Les premiers signes de déminéralisation et d’acidification sont apparus au cours du Néolithique. Suite à la sédentarisation, le changement de régime alimentaire dû à la consommation des céréales et légumineuses a induit l’apparition des premières caries. En effet, les dentures humaines de cette période, mais appartenant à des populations vivant encore de la chasse et de la cueillette, ne présentaient pas la moindre carie.
Acide phytique, amidon, gluten, cyanure… Les céréales et légumineuses ne sont pas si saines
Outre l’acide phytique, d’autres éléments identifiés dans les céréales et légumineuses sont responsables de diverses pathologies: les amidons indigestes, le gluten ou d’autres anti-nutriments comme le soufre, le cyanure, les goitrogènes, les oxalates, les saponines, les lectines…

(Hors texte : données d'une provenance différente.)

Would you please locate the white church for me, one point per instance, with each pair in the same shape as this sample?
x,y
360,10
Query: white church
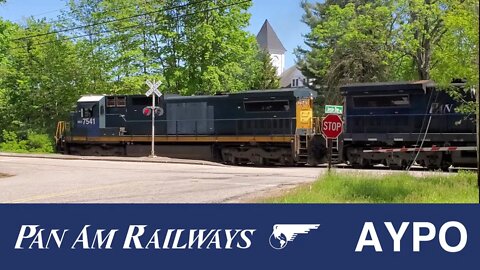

- La sclérose en plaques est plus fréquente chez les Anglo-Saxons et chez les Scandinaves qui sont de grands consommateurs de céréales.
- La plupart des migraines sont liées à la prise d’aliments contenant du blé et disparaissent avec l’arrêt de ces produits.
- Les dépressions nerveuses ont maintes fois été impliquées dans la consommation de blé.
- La maladie de Crohn est souvent mise en rémission par la nutrition artificielle. La réintroduction de certains aliments peut déclencher une rechute. Parmi les substances les plus redoutables figurent le blé et le maïs.
- Le déclin des civilisations précolombiennes a débuté à cause de la consommation exagérée de maïs. Il a été démontré que les Amérindiens sont passés, peu après l’arrivée des Européens, d’un régime alimentaire varié à une nourriture constituée à 90 % de maïs, avec son cortège d’affections : arthrose, caries dentaires et enfin, moindre résistance aux infections.
Le mot de la fin : une consommation raisonnable
Nous l’avons vu, les anti-nutriments des céréales et légumineuses sont difficilement neutralisables et sont responsables de dysfonctionnements qui peuvent être très préoccupants dans le cadre d’une alimentation exclusivement composée avec cette association.
Sans être intégriste, une légère consommation de céréales et de légumineuses, complètes plutôt que raffinées, est tout de même envisageable, à condition évidemment qu’elles soient bien préparées afin de limiter leur nocivité et apporter un minimum de nutriments biodisponibles.
En revanche, les anti-nutriments présents dans les fruits et les légumes ne sont pas préoccupants, car ils sont, quant à eux, très bien métabolisés et facilement éliminés par le foie et les reins. Le système digestif humain semble donc particulièrement bien adapté à ce type d’aliments, qui peuvent donc être consommés en très grande quantité.